The new bill builds upon previous versions of the VAWA by authorizing funding for grants and other forms of support in an effort to prevent and combat sexual assault, domestic violence, dating violence and stalking and deliver assistance to victims.
According to a fact sheet from the House Judiciary Committee, the bill would improve and expand aid and services for victims and survivors.
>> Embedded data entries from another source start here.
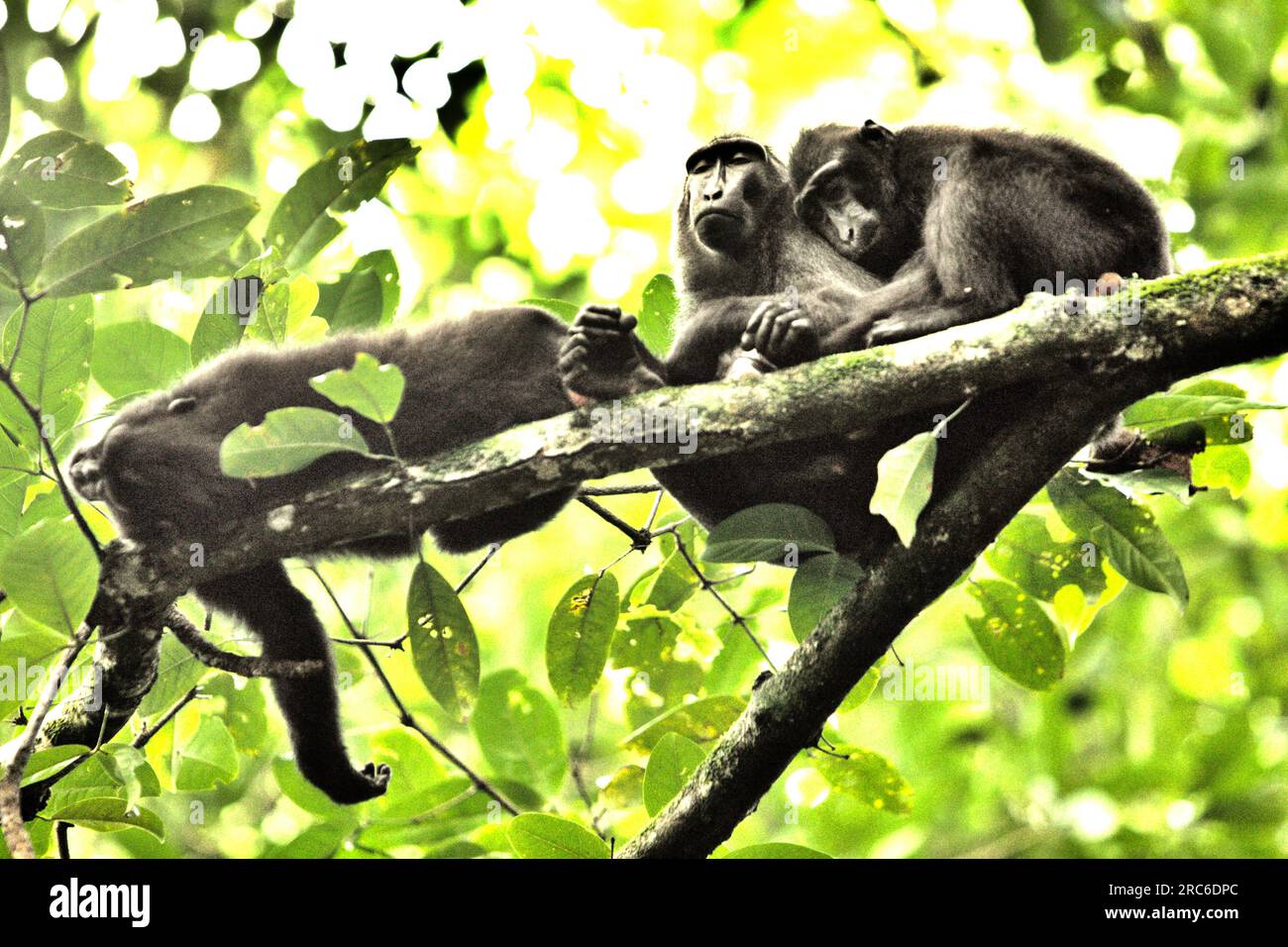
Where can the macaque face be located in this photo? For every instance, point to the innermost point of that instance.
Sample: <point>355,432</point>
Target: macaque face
<point>726,185</point>
<point>835,205</point>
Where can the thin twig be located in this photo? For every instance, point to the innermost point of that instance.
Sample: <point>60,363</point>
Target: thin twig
<point>640,539</point>
<point>404,716</point>
<point>490,551</point>
<point>621,491</point>
<point>149,732</point>
<point>18,751</point>
<point>715,592</point>
<point>244,665</point>
<point>68,497</point>
<point>578,762</point>
<point>395,643</point>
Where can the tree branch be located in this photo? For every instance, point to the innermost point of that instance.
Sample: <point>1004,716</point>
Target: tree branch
<point>1104,360</point>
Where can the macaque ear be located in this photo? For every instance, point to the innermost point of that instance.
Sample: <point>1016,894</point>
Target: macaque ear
<point>871,132</point>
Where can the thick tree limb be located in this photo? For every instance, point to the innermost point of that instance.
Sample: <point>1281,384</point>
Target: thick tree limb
<point>1102,361</point>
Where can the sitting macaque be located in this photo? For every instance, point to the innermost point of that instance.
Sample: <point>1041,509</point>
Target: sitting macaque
<point>758,290</point>
<point>158,471</point>
<point>965,223</point>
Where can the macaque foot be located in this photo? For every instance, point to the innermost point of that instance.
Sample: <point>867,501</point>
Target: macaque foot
<point>599,360</point>
<point>890,330</point>
<point>372,781</point>
<point>782,333</point>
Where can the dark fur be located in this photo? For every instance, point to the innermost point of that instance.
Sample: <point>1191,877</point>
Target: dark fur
<point>1013,209</point>
<point>158,471</point>
<point>721,286</point>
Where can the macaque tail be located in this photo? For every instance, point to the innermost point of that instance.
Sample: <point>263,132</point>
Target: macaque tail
<point>265,599</point>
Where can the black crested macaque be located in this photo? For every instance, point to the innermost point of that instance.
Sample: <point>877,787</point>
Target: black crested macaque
<point>966,222</point>
<point>158,472</point>
<point>751,275</point>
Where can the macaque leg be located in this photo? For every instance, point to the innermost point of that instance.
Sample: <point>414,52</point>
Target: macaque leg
<point>914,286</point>
<point>601,359</point>
<point>267,602</point>
<point>914,322</point>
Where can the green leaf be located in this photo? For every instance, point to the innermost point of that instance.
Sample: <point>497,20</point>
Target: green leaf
<point>519,732</point>
<point>1153,480</point>
<point>625,789</point>
<point>22,239</point>
<point>1219,468</point>
<point>370,388</point>
<point>5,101</point>
<point>579,637</point>
<point>303,222</point>
<point>819,582</point>
<point>288,440</point>
<point>565,311</point>
<point>59,169</point>
<point>670,585</point>
<point>51,573</point>
<point>147,241</point>
<point>673,762</point>
<point>658,309</point>
<point>110,814</point>
<point>767,534</point>
<point>53,365</point>
<point>861,692</point>
<point>364,298</point>
<point>138,356</point>
<point>128,768</point>
<point>868,777</point>
<point>905,478</point>
<point>777,849</point>
<point>210,757</point>
<point>1206,399</point>
<point>1018,637</point>
<point>443,647</point>
<point>51,761</point>
<point>284,313</point>
<point>537,835</point>
<point>1025,554</point>
<point>13,488</point>
<point>1126,531</point>
<point>702,720</point>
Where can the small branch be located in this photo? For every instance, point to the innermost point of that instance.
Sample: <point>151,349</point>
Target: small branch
<point>145,736</point>
<point>244,665</point>
<point>709,586</point>
<point>578,762</point>
<point>16,754</point>
<point>640,539</point>
<point>68,497</point>
<point>404,715</point>
<point>395,643</point>
<point>621,491</point>
<point>490,551</point>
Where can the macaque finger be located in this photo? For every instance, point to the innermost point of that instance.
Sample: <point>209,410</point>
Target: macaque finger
<point>778,337</point>
<point>595,320</point>
<point>1107,285</point>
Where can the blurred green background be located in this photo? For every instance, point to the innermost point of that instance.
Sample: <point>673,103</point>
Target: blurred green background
<point>552,144</point>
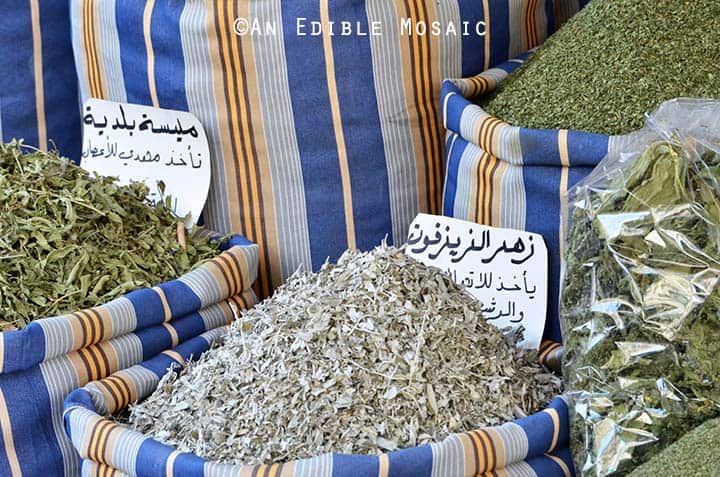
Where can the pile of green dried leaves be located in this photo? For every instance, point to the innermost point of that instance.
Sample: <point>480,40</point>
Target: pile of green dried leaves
<point>70,241</point>
<point>696,454</point>
<point>372,354</point>
<point>641,306</point>
<point>614,61</point>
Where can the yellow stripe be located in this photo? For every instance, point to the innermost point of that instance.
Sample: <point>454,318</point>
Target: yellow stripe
<point>147,18</point>
<point>175,355</point>
<point>173,334</point>
<point>170,464</point>
<point>384,465</point>
<point>561,464</point>
<point>337,125</point>
<point>38,71</point>
<point>556,427</point>
<point>565,161</point>
<point>8,438</point>
<point>166,305</point>
<point>486,38</point>
<point>498,445</point>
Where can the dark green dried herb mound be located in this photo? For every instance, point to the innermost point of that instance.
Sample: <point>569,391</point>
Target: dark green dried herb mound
<point>70,241</point>
<point>696,454</point>
<point>612,63</point>
<point>641,307</point>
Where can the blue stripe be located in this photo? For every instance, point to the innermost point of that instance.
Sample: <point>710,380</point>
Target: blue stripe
<point>28,404</point>
<point>17,81</point>
<point>361,122</point>
<point>314,130</point>
<point>587,149</point>
<point>500,33</point>
<point>168,51</point>
<point>148,306</point>
<point>133,55</point>
<point>23,349</point>
<point>415,462</point>
<point>62,113</point>
<point>151,458</point>
<point>453,166</point>
<point>454,106</point>
<point>473,46</point>
<point>180,297</point>
<point>550,15</point>
<point>546,467</point>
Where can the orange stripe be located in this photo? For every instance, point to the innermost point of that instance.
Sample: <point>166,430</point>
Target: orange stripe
<point>122,389</point>
<point>100,358</point>
<point>86,45</point>
<point>86,321</point>
<point>224,273</point>
<point>493,164</point>
<point>91,38</point>
<point>556,427</point>
<point>38,73</point>
<point>91,367</point>
<point>337,127</point>
<point>563,466</point>
<point>230,82</point>
<point>224,263</point>
<point>236,271</point>
<point>488,24</point>
<point>479,452</point>
<point>147,19</point>
<point>98,438</point>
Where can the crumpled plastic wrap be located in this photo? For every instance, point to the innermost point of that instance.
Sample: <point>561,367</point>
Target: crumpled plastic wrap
<point>640,301</point>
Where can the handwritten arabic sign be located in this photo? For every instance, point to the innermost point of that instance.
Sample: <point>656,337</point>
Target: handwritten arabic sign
<point>505,269</point>
<point>140,143</point>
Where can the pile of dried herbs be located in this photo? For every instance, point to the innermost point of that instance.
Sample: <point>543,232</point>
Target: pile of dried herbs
<point>376,353</point>
<point>641,306</point>
<point>696,454</point>
<point>70,241</point>
<point>614,61</point>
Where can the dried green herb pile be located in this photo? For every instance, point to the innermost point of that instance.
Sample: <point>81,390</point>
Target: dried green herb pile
<point>372,354</point>
<point>614,61</point>
<point>696,454</point>
<point>70,241</point>
<point>641,307</point>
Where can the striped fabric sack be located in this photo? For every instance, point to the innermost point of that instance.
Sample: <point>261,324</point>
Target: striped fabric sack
<point>534,446</point>
<point>38,84</point>
<point>42,363</point>
<point>320,142</point>
<point>514,177</point>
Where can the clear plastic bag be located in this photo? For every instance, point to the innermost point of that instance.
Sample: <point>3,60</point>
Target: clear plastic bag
<point>640,302</point>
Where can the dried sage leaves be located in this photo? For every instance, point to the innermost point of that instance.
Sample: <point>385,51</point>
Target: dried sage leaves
<point>70,241</point>
<point>376,353</point>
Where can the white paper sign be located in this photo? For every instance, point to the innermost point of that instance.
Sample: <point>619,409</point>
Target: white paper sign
<point>507,270</point>
<point>146,144</point>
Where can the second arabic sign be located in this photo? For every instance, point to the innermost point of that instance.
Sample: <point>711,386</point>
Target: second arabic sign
<point>148,145</point>
<point>505,269</point>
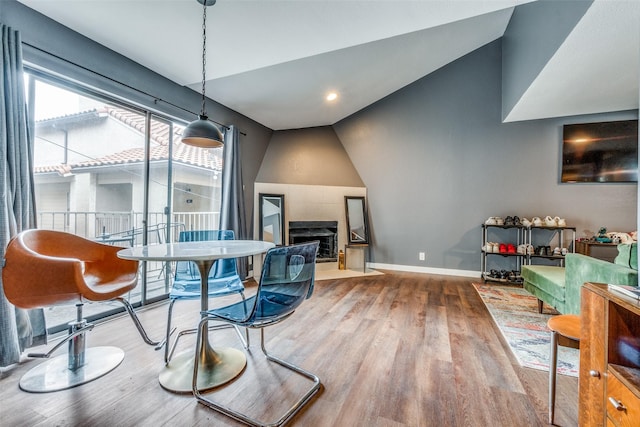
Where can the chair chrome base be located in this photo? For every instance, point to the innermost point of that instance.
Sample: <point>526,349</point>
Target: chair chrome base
<point>216,367</point>
<point>315,387</point>
<point>54,374</point>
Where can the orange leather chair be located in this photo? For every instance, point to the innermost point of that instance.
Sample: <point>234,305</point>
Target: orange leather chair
<point>44,268</point>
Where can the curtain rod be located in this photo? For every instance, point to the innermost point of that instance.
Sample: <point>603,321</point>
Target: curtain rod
<point>156,99</point>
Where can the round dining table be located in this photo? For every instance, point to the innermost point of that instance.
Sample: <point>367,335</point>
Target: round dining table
<point>216,366</point>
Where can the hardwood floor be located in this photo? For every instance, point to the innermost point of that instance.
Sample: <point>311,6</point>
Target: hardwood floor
<point>399,349</point>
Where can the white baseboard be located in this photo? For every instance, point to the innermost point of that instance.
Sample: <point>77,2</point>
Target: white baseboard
<point>427,270</point>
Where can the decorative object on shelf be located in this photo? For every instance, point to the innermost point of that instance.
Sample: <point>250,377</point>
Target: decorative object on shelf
<point>602,236</point>
<point>201,132</point>
<point>341,265</point>
<point>271,218</point>
<point>550,245</point>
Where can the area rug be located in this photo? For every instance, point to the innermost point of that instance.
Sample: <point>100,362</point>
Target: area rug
<point>515,311</point>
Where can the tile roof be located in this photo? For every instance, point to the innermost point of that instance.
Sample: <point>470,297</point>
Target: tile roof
<point>160,137</point>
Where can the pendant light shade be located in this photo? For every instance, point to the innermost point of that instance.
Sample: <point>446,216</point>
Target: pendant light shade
<point>203,133</point>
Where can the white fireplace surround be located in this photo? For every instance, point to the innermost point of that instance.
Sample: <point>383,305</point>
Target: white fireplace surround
<point>307,203</point>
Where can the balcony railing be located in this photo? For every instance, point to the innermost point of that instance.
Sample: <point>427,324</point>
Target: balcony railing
<point>93,225</point>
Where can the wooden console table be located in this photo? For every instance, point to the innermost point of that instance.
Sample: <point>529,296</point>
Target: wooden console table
<point>605,251</point>
<point>609,358</point>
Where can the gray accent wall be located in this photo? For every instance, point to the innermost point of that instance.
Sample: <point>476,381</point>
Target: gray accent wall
<point>312,156</point>
<point>534,34</point>
<point>437,161</point>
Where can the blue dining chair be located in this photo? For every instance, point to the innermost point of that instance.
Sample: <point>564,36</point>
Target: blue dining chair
<point>286,281</point>
<point>223,280</point>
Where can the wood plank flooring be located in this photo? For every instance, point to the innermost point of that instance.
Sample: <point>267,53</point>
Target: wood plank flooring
<point>399,349</point>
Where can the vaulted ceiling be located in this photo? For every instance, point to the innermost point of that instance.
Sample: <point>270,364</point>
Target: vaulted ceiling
<point>276,60</point>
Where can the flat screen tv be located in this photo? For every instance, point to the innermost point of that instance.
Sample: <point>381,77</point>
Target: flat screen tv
<point>600,152</point>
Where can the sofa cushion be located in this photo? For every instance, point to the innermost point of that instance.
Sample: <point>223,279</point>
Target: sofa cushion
<point>546,277</point>
<point>627,255</point>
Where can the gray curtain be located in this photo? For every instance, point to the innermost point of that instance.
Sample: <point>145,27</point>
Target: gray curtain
<point>19,328</point>
<point>232,210</point>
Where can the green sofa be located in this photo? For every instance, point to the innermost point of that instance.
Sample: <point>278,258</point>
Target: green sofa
<point>559,287</point>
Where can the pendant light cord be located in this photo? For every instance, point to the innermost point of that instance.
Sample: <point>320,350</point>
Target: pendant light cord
<point>204,55</point>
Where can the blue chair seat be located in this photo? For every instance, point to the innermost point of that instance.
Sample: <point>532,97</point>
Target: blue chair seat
<point>223,280</point>
<point>286,281</point>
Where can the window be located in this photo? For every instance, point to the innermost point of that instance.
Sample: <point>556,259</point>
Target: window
<point>116,173</point>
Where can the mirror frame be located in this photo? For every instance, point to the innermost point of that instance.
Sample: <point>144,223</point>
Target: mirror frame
<point>353,218</point>
<point>262,198</point>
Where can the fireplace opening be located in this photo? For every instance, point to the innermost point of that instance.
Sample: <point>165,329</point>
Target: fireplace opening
<point>326,232</point>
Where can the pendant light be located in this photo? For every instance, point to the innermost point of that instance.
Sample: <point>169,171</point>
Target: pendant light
<point>203,133</point>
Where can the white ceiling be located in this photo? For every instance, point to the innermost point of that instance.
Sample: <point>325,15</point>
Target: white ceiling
<point>275,60</point>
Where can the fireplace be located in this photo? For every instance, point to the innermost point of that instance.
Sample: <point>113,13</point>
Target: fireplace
<point>324,231</point>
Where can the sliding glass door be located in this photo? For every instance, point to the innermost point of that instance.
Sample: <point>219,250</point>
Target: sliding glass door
<point>117,174</point>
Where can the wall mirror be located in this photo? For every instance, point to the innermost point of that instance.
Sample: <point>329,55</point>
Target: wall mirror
<point>271,208</point>
<point>357,229</point>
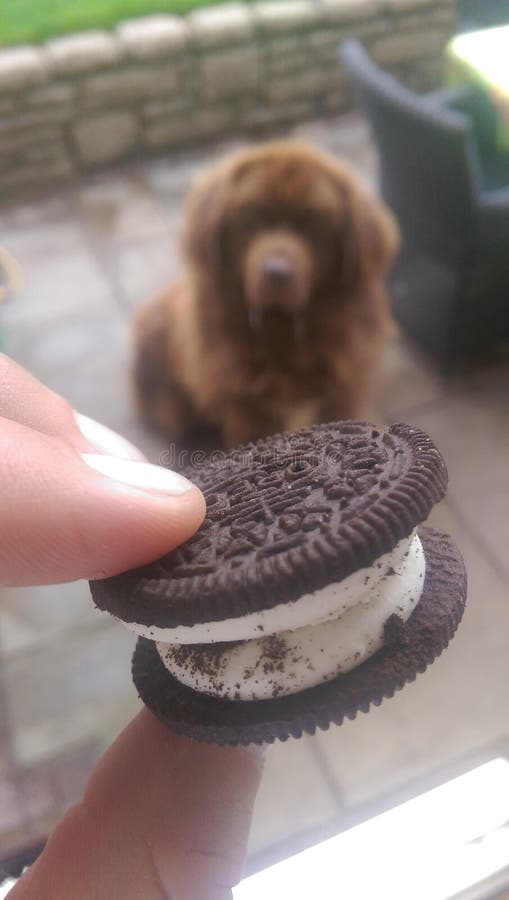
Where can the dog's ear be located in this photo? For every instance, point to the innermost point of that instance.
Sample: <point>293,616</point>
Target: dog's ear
<point>371,236</point>
<point>207,203</point>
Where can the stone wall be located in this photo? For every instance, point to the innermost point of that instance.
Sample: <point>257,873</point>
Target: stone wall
<point>92,98</point>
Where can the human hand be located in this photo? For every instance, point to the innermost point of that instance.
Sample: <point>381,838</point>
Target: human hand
<point>162,816</point>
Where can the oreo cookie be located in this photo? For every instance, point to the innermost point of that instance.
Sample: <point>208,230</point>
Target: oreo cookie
<point>308,593</point>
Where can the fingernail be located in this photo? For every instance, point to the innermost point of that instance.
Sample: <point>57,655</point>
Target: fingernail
<point>103,438</point>
<point>142,475</point>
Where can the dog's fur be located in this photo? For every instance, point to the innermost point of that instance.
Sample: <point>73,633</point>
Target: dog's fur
<point>239,346</point>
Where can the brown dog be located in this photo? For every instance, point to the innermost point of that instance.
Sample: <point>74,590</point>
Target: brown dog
<point>281,315</point>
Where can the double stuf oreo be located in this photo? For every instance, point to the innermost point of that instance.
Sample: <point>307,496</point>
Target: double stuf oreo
<point>285,516</point>
<point>408,652</point>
The sweeping legislation includes provisions to make safe housing more accessible and bolster economic security by ensuring that state unemployment benefits cannot be denied to individuals who leave jobs due to sexual harassment or assault, domestic or dating violence or stalking.
Biden has applauded the effort to reauthorize VAWA, saying in a statement on the recent bill introduction that Congress should "come together in a bipartisan manner to ensure swift passage of VAWA legislation in both the House and the Senate."
Biden went on to say, "Domestic violence is being called a pandemic within the Covid-19 pandemic, with growing evidence showing that the conditions of the pandemic have resulted in escalated rates of intimate partner violence, and in some cases more severe injuries."
The Democratic-controlled House voted in 2019 to reauthorize the legislation after it expired, but the reauthorization did not pass the GOP-controlled Senate.
Now the House Democratic majority is poised to again pass a reauthorization. This time around Democrats control the Senate, but the effort will still face an uncertain future in the chamber. With a 50-50 partisan split, it is not clear there would be enough Republican support to overcome a filibuster.
When asked if he would support the reauthorization bill, Senate Minority Leader Mitch McConnell said on Tuesday that GOP Sen. Joni Ernst of Iowa "has been our leader on that issue."
Ernst later told reporters, "We are working on a bill again, taking what we worked on in the last Congress and we will likely reintroduce," adding that "it will be different from the House bill."
The Iowa Republican said she hopes it will be possible to "work through those differences in the two bills, find the areas of agreement and move forward with a modernized bill."
"We're willing to work with Democrats on this and hopefully by combining forces we can come up with the 60 votes needed," Ernst said.